The eastern Swiss canton of Grisons ordered everyone to wear masks in the town of 5,200 residents that prides itself as a birthplace of modern winter sports. Mass testing of residents will take place on Tuesday. Schools and daycare venues are closed, Reuters reports.
“About a dozen cases are currently known in two hotels. To protect the health of the population and guests, the health department has quarantined the two hotels and ordered corona tests for their employees and guests,” the canton said in a statement.
The canton did not immediately say if the variant was believed to have come from Britain or South Africa.
While closing restaurants, bars, theatres and recreational venues to limit spread of the disease, Switzerland has left ski lifts open as long as they maintain measures like mask wearing to protect public health. St Moritz ski areas remain open, as well, following the variant outbreak.
Japan vows to push ahead with plans to hold Tokyo Games
Japan’s prime minister, Yoshihide Suga, has vowed to push ahead with plans to hold the Tokyo 2020 Olympics, despite a surge in coronavirus cases in the host city and growing doubts over the Games’ viability
Speaking in parliament on Monday, Suga said every measure would be taken to ensure the Olympics, due to open on 23 July, would be safe, describing them as “proof of humankind’s victory over the coronavirus”.

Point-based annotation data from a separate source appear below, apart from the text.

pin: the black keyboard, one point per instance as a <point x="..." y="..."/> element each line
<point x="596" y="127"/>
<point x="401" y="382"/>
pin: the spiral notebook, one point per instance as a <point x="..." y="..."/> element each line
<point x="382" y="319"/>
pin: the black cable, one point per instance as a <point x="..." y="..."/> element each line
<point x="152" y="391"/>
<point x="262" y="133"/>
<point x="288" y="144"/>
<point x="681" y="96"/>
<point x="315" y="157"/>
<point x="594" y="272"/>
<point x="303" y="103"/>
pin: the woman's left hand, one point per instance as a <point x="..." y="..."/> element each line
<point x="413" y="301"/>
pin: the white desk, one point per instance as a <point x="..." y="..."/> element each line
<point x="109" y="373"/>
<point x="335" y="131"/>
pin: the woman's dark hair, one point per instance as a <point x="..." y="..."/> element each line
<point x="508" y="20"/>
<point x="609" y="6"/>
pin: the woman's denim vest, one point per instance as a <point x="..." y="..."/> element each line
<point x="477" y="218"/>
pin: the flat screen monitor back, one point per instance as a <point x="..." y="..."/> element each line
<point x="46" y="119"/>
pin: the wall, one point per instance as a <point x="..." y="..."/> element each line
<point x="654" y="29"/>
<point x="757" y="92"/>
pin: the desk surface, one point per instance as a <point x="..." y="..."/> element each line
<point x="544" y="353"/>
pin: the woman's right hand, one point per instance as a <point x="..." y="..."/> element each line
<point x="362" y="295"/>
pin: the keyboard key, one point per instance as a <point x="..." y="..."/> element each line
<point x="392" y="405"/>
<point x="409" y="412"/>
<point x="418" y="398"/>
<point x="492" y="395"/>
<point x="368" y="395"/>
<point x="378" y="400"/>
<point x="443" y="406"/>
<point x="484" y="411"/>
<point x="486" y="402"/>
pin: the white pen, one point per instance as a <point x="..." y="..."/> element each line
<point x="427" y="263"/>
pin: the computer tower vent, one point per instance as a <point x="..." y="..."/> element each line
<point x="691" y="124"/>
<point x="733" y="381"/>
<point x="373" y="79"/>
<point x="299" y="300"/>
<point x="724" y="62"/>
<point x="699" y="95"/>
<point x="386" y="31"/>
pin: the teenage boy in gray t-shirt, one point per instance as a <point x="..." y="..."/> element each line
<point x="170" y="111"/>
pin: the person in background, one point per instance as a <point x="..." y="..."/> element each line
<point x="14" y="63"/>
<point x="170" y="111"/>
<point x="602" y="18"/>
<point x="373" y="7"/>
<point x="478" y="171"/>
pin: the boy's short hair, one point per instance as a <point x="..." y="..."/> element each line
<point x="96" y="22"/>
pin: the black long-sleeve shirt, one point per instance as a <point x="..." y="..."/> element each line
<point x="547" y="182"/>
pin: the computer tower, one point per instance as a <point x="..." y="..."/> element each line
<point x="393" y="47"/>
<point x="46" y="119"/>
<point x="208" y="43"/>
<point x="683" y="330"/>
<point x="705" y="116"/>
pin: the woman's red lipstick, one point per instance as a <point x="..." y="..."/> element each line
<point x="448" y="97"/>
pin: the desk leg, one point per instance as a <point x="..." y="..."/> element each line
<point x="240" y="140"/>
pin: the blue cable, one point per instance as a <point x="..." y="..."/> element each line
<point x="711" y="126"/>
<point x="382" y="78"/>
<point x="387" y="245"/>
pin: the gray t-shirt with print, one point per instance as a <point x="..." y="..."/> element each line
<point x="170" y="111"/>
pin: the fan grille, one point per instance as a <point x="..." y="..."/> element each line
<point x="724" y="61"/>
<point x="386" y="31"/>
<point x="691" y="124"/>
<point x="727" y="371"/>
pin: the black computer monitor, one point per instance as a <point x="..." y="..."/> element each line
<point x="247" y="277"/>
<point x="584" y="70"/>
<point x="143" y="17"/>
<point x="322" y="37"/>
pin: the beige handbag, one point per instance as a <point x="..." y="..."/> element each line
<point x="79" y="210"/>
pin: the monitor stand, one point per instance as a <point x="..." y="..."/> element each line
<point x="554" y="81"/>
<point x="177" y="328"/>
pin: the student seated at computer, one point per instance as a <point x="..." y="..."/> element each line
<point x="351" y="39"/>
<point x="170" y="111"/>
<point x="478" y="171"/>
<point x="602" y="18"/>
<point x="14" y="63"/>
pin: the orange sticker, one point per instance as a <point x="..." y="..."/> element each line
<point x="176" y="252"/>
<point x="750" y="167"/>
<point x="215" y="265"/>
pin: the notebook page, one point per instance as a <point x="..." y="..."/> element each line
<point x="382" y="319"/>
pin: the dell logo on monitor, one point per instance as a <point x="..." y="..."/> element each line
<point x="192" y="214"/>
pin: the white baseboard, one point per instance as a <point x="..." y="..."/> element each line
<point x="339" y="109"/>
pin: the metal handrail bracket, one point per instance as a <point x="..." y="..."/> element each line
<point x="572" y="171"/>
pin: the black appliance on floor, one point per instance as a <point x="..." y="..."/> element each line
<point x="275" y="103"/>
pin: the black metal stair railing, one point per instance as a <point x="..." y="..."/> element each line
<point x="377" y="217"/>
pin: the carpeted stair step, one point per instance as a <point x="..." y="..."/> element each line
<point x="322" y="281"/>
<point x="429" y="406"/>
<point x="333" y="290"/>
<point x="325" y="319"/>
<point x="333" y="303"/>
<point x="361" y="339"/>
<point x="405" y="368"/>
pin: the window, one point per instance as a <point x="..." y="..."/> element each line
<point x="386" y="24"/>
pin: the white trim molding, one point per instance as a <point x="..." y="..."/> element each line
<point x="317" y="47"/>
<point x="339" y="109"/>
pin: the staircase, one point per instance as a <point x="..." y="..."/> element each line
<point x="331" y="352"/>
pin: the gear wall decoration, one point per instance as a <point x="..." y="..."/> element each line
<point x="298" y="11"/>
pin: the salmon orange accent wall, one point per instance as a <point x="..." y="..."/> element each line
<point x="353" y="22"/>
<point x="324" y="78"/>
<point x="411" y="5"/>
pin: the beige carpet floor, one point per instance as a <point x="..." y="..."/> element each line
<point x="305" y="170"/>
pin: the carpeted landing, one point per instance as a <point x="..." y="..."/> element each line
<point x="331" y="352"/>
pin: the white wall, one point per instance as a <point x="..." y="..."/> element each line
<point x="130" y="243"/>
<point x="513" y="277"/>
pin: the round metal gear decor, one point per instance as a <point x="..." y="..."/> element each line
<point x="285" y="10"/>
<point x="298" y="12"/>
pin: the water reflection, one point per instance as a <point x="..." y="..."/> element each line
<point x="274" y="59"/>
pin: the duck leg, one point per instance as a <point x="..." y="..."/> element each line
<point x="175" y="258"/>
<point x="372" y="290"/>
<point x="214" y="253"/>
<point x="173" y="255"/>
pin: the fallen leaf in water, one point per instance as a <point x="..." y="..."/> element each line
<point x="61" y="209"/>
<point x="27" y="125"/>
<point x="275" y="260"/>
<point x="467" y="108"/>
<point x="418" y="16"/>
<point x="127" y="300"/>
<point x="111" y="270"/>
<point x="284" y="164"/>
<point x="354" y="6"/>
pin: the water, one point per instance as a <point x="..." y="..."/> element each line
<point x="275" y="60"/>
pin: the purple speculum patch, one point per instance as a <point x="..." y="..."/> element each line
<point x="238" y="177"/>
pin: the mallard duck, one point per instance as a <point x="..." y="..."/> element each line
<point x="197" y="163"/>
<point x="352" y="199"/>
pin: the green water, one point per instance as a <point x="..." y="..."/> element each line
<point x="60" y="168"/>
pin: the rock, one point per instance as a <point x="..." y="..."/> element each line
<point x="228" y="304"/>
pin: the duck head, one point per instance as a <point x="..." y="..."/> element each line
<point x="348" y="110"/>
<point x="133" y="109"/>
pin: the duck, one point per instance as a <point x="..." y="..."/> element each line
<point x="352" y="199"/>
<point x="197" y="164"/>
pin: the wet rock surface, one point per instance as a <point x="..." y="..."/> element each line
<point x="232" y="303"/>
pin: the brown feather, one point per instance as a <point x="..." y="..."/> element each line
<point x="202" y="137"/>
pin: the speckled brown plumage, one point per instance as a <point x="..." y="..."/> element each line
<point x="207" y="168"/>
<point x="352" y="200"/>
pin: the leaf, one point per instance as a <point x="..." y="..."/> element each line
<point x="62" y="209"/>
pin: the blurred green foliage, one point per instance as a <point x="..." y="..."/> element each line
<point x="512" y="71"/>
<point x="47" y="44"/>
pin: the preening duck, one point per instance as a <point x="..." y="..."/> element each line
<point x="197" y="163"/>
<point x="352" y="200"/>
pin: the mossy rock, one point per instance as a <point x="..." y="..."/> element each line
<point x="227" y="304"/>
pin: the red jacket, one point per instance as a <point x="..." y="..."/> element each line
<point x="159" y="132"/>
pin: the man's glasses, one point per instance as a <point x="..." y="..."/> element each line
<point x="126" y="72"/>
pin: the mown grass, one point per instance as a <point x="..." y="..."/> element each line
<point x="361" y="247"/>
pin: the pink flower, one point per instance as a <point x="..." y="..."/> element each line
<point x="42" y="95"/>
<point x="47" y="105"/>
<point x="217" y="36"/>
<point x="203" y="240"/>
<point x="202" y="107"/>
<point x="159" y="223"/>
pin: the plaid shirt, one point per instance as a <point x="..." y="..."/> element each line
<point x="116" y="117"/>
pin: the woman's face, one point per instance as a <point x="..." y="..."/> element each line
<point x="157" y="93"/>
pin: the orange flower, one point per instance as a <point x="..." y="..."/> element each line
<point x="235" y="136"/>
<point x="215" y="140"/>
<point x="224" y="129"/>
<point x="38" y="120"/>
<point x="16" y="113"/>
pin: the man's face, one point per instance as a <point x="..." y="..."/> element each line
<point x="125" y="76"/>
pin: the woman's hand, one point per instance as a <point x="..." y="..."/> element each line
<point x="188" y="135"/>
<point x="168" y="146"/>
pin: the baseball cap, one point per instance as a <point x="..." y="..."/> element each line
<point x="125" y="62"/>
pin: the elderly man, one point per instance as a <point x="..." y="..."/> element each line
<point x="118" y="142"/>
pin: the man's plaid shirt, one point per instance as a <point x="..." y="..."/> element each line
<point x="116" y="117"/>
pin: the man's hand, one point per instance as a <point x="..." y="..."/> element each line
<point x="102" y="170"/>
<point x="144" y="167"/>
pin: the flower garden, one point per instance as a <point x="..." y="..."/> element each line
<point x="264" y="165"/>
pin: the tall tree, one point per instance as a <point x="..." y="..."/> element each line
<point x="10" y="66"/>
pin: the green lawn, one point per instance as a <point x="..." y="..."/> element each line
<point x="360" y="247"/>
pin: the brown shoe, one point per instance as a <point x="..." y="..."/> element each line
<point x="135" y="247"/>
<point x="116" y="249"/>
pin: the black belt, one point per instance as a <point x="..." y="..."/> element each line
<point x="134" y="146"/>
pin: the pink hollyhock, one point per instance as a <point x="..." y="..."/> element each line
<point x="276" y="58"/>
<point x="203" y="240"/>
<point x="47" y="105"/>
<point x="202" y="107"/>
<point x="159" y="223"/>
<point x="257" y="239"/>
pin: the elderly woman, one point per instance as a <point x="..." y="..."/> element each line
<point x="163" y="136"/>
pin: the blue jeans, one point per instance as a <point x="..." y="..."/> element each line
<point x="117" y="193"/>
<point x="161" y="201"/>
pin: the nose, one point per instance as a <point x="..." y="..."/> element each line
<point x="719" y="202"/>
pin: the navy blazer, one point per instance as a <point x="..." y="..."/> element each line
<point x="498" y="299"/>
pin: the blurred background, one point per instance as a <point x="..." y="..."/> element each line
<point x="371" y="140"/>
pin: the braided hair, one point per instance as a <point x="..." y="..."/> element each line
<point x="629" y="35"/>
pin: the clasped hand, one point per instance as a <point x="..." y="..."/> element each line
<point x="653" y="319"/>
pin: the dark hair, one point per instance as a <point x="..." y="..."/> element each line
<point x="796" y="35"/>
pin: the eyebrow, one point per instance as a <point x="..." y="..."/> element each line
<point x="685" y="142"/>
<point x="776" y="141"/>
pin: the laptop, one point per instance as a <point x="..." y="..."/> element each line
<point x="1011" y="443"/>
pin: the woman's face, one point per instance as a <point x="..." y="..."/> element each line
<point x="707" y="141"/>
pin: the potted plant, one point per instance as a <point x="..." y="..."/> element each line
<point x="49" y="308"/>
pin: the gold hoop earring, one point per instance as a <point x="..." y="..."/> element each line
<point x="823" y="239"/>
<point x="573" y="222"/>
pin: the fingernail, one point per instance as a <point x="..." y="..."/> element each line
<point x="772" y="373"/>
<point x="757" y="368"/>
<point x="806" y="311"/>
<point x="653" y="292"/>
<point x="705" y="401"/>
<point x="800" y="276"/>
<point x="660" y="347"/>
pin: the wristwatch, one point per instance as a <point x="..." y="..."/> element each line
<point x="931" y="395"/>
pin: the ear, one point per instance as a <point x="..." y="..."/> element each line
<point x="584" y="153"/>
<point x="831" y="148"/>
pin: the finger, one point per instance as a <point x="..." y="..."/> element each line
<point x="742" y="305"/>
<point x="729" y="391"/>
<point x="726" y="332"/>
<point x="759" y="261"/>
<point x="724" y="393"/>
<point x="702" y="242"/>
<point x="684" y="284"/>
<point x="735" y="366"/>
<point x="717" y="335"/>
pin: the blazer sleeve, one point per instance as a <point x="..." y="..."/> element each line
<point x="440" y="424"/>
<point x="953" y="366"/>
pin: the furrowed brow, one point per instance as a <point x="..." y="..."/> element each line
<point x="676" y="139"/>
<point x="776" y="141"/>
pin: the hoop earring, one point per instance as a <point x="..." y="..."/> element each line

“We will have full anti-infection measures in place and proceed with preparation with a determination to achieve a Games that can deliver hope and courage throughout the world,” he said.
Japan has managed to keep its Covid-19 caseload significantly lower than many other comparable countries, and its death toll stands at 4,500 a year after it reported its first case.
But a recent surge in infections forced Suga to declare a state of emergency in Tokyo and three neighbouring areas on 7 January.
The measures, which include asking bars and restaurants to close early, and people to avoid non-essential outings, were expanded last week to cover more than half of Japan’s 126 million people.
“In order to restore a sense of safety, I will get the coronavirus pandemic, which has raged worldwide and is now severely affecting Japan, under control as soon as possible,” said Suga, whose approval ratings have plunged over his handling of the pandemic. “I will stand at the frontline of the battle.”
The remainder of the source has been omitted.